Mientras pensaba en cómo traducir ‘variopinta’
en italiano, me daba cuenta de que era una avenida con un largo camino a la
espalda. El vicus Longus romano que corría por el valle entre las colinas del
Quirinale y Viminale seguramente había sido muy importante para acceder a la
parte norte de la ciudad y a las Termas de Diocleciano con su mundo de
relaciones sociales que hacían atractiva la vida del ciudadano libre dentro de
la Urbe. Una calle romana, siempre estrechas desde nuestra visión, rodeada de
infinidad de construcciones que alojaban la gran densidad de población de la
capital del Imperio.
Vamos a ver. Dis-tinta: no basta pues
falta la variedad. Di-versa: no, pues en cierto sentido el verso es siempre el
mismo, modificado en aspecto por los siglos que lo van pintando.
Allá abajo, con el pasar de la
historia -que en ciertos lugares de Roma en vez de gastar y consumir parece
construir y aumentar- quedaba el caminillo de S. Vitale. Su humilde posición
nos habla de un caminillo que serpeteaba como un sendero entre campos pues en
el juego de este gran mecano Roma se había quedado reducida a una serie de islas,
cúmulos de piezas, cerca del río o en torno a algunas zonas de especial
interés. Subir y bajar, altos y bajos en los que la Historia se hace hermana
mayor de nuestras historias.
Quizás ‘variegata’, pero le falta
color... al final digo ‘variopinta’ confiando en la suerte y sí, existe, o al
menos Marta me entiende y sus grandes ojos negros no se quedan ni perplejos ni
sorprendidos.
Luego vienen las grandes
construcciones de la nueva Italia: el palacio de exposiciones, el palacio Koch
de la Banca d’Italia, destruyendo parte de villa Aldrovrandini, el teatro
Eliseo, los hoteles con sus estupendas terrazas, la iglesia de S. Pablo ‘entro
le mura’, la primera iglesia no católica dentro de Roma.
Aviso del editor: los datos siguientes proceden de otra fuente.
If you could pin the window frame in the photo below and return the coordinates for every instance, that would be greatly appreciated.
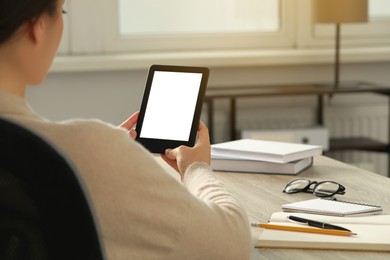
(93, 45)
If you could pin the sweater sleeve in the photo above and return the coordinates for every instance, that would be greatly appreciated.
(217, 226)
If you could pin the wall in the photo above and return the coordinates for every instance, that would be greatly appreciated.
(114, 95)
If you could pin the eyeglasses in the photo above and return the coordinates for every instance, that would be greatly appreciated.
(320, 189)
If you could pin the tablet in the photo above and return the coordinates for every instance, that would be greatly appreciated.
(171, 107)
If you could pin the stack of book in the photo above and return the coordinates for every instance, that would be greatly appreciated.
(258, 156)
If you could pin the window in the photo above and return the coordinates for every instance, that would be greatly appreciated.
(198, 25)
(134, 33)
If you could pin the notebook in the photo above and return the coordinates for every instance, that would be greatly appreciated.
(332, 207)
(372, 234)
(269, 151)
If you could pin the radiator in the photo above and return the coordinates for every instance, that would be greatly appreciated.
(368, 120)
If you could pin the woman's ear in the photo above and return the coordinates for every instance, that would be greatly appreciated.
(37, 29)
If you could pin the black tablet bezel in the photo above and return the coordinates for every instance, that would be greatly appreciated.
(160, 145)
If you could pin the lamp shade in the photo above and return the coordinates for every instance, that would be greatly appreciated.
(340, 11)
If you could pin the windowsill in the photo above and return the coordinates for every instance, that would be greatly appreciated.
(233, 58)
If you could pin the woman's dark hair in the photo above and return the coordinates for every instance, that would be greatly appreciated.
(13, 13)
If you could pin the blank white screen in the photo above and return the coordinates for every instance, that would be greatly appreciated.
(171, 105)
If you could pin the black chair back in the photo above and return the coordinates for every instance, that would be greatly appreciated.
(45, 212)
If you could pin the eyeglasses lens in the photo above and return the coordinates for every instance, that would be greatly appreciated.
(296, 186)
(326, 189)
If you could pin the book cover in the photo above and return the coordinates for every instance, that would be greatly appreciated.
(270, 151)
(331, 207)
(254, 166)
(371, 234)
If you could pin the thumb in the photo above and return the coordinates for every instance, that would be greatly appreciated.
(170, 154)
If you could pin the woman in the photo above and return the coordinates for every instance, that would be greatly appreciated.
(143, 211)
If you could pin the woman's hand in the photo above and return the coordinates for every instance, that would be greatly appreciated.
(130, 123)
(182, 157)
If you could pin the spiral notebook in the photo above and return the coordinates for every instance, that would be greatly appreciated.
(332, 207)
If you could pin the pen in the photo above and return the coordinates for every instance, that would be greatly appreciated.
(305, 229)
(318, 224)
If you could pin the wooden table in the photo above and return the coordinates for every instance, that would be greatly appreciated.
(261, 195)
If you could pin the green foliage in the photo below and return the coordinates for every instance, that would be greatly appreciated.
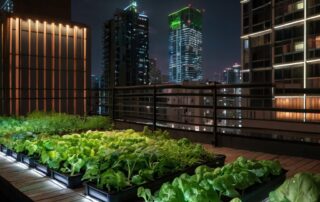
(113, 159)
(52, 124)
(303, 187)
(210, 184)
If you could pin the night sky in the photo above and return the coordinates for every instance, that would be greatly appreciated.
(221, 29)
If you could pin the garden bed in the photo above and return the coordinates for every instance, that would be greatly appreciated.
(259, 192)
(130, 194)
(71, 182)
(42, 168)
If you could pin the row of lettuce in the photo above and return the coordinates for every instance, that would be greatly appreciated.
(215, 184)
(51, 123)
(231, 181)
(114, 160)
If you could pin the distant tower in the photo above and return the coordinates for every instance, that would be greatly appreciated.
(126, 48)
(185, 45)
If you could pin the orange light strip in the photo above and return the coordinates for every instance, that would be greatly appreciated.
(37, 65)
(75, 35)
(29, 66)
(17, 76)
(10, 65)
(67, 68)
(45, 67)
(60, 68)
(85, 69)
(53, 67)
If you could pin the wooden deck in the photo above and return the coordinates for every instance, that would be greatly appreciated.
(36, 186)
(290, 163)
(40, 188)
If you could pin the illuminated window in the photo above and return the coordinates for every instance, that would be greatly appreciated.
(298, 46)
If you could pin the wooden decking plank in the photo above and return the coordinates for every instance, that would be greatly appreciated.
(64, 197)
(49, 194)
(23, 184)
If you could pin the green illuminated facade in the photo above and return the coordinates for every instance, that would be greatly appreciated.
(185, 45)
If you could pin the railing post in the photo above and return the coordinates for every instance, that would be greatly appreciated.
(215, 124)
(154, 108)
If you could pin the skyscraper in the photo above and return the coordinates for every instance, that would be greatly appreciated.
(281, 45)
(44, 61)
(185, 45)
(126, 48)
(45, 9)
(155, 74)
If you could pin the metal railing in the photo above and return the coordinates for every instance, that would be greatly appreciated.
(242, 110)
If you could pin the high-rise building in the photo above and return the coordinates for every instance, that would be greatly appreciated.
(155, 75)
(281, 45)
(126, 48)
(45, 9)
(232, 75)
(44, 61)
(185, 45)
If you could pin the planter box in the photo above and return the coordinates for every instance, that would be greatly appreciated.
(25, 159)
(70, 181)
(260, 192)
(42, 168)
(16, 155)
(130, 194)
(5, 150)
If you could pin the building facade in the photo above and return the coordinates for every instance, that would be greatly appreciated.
(281, 45)
(155, 75)
(185, 45)
(45, 64)
(126, 48)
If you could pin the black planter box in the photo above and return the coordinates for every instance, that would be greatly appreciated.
(25, 159)
(16, 155)
(5, 150)
(259, 192)
(130, 194)
(42, 168)
(70, 181)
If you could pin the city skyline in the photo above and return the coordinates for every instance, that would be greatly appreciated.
(185, 45)
(214, 60)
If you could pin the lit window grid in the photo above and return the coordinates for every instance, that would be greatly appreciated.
(181, 61)
(39, 74)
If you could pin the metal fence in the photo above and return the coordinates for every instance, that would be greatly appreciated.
(215, 109)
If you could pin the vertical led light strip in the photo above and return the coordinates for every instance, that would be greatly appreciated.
(45, 66)
(75, 35)
(53, 67)
(305, 56)
(37, 65)
(67, 69)
(10, 65)
(59, 69)
(29, 66)
(17, 66)
(85, 68)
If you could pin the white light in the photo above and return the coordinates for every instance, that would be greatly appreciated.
(21, 165)
(39, 174)
(288, 64)
(91, 199)
(289, 24)
(58, 184)
(313, 61)
(256, 34)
Todo ello alrededor de
una avenida que se fue ensanchando, creciendo como gran vía de comunicación
para dar acceso al centro de la ciudad desde Termini.
Viriopinta porque en la unión de
diferencias se crean novedades. Una unión que el tiempo hace convivencia. No se
queda como una simple superposición, pero tampoco es una asimilación. Cada cosa
sigue siendo sí misma, con carácter, aportando sus rasgos, virtudes y defectos.
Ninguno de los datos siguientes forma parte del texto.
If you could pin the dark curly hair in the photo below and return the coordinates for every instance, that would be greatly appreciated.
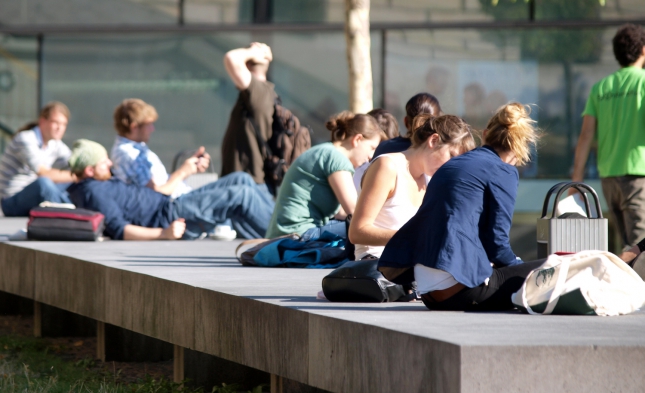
(628, 44)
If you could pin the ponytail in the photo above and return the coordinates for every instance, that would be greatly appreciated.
(512, 129)
(346, 125)
(452, 130)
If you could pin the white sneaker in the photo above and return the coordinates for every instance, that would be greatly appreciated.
(223, 232)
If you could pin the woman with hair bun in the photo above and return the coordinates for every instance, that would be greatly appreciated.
(317, 190)
(458, 242)
(394, 184)
(422, 103)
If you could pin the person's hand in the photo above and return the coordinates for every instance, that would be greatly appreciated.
(630, 254)
(204, 159)
(262, 52)
(189, 167)
(175, 230)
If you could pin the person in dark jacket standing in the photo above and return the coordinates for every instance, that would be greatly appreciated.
(458, 242)
(252, 113)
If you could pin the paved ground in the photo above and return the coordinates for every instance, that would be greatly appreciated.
(210, 265)
(196, 295)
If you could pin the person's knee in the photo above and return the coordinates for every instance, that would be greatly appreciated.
(45, 183)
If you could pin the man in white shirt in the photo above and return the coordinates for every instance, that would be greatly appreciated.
(135, 163)
(33, 167)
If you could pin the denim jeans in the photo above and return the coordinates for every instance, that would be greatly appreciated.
(235, 197)
(334, 226)
(40, 190)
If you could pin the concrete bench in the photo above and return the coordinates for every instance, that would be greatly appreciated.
(196, 296)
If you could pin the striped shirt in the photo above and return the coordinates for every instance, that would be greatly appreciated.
(134, 163)
(24, 156)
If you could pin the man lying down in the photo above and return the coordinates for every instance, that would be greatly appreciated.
(134, 212)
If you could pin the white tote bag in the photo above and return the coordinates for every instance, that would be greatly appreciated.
(588, 283)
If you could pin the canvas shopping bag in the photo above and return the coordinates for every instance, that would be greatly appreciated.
(588, 282)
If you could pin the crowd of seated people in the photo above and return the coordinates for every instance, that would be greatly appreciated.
(430, 206)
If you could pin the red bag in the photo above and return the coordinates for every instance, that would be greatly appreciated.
(55, 223)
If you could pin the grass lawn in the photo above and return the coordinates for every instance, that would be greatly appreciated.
(41, 365)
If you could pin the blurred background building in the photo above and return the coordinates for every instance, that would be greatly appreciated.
(474, 55)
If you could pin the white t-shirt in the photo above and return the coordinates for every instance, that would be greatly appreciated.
(396, 211)
(134, 162)
(24, 156)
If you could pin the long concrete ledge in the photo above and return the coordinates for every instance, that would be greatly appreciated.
(195, 295)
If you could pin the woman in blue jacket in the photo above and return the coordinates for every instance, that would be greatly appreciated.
(458, 242)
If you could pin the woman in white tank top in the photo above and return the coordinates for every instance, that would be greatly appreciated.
(394, 185)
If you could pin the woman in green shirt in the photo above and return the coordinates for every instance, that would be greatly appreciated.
(318, 191)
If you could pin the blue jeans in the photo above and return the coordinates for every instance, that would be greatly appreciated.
(40, 190)
(235, 197)
(334, 226)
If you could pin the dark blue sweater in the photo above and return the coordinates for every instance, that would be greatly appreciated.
(464, 221)
(122, 204)
(394, 145)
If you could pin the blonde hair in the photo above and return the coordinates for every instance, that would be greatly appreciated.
(132, 111)
(452, 130)
(512, 129)
(52, 106)
(346, 124)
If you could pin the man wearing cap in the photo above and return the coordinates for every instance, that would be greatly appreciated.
(615, 116)
(134, 212)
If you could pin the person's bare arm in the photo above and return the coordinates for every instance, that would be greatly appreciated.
(173, 232)
(630, 254)
(377, 186)
(56, 175)
(342, 184)
(585, 140)
(235, 62)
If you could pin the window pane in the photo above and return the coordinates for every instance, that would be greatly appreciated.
(473, 72)
(18, 81)
(88, 12)
(589, 9)
(184, 78)
(218, 11)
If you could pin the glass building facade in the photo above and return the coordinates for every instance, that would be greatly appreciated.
(474, 55)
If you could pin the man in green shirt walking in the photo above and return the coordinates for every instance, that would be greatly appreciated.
(615, 115)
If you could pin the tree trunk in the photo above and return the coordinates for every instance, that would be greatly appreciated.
(357, 34)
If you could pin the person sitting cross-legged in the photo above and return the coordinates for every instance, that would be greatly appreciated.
(33, 167)
(134, 212)
(133, 160)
Nada más distinto, diverso y variopinto que un hombre y una mujer. Es difícil
unir tanta diversidad, pero creo que es justamente esa distancia la que crea la
novedad, la que hay en Roma. Tantos siglos de tiempo, de culturas, crean
distancias que parecen incolmables... y, sin embargo, en Roma, en via
Nazionale, hay algo nuevo y no la suma o yuxtaposición de elementos.
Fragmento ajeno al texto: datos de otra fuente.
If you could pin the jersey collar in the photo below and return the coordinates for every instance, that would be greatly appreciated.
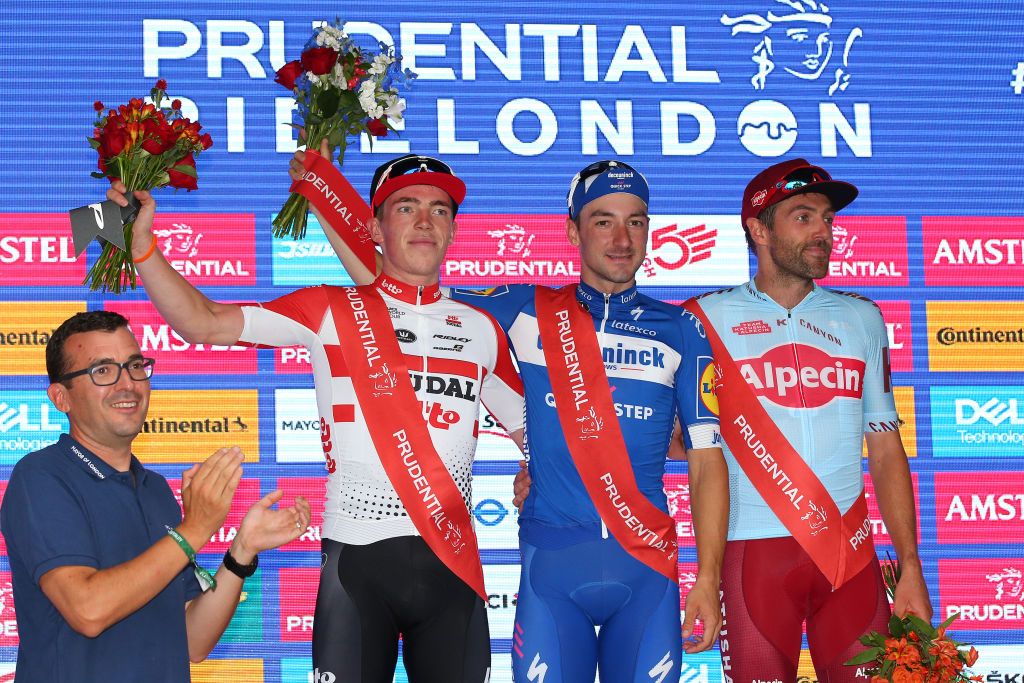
(411, 294)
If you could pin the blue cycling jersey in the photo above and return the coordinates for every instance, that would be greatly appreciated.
(821, 372)
(654, 356)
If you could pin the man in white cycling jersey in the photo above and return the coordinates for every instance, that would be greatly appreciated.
(399, 373)
(803, 378)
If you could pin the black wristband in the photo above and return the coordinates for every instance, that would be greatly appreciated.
(240, 570)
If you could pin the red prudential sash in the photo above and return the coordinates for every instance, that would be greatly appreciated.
(595, 440)
(340, 205)
(840, 545)
(394, 418)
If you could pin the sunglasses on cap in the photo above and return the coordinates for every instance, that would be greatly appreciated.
(404, 171)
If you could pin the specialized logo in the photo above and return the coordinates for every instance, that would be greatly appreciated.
(803, 376)
(797, 37)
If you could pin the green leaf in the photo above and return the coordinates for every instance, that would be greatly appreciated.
(865, 656)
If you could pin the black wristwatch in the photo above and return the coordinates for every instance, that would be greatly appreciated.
(240, 570)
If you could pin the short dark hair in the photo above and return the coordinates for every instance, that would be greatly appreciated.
(91, 321)
(768, 218)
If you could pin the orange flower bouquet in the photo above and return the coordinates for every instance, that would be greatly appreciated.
(913, 651)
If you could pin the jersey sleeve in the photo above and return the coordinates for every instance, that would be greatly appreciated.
(504, 303)
(696, 402)
(288, 321)
(44, 523)
(880, 404)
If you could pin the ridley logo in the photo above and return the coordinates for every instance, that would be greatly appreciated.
(803, 376)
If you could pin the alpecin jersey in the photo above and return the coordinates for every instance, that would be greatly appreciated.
(457, 356)
(654, 357)
(821, 372)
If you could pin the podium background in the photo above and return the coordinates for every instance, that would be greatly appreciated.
(919, 103)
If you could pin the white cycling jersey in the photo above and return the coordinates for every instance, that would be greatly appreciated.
(456, 355)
Los taxistas fuman y hablan ante S.
Vitale y el Palazzo di Esposizioni, otros conductores dejan a sus clientes ante
uno de los grandes hoteles. Gente con mapas que va a la búsqueda de los lugares
más conocidos entorno a Piazza Venezia. Otros que van mirando escaparates
mientras los vendedores de paraguas, ventando la tormenta aparecen por arte de
magia.
Había
llegado el momento de echar la pasta. Calor y agua que entrarían a formar parte
de un cuerpo de harina ablandándolo, entrando en sus entresijos, moviéndose con
el ritmo del calor hasta darle la capacidad de acoger los sabores que lo
esperan.
Llueve a cántaros sobre el cuerpo distendido de Roma, mientras
nuestras palabras, nuestro tiempo, nuestros pasos, rozándola, la encienden.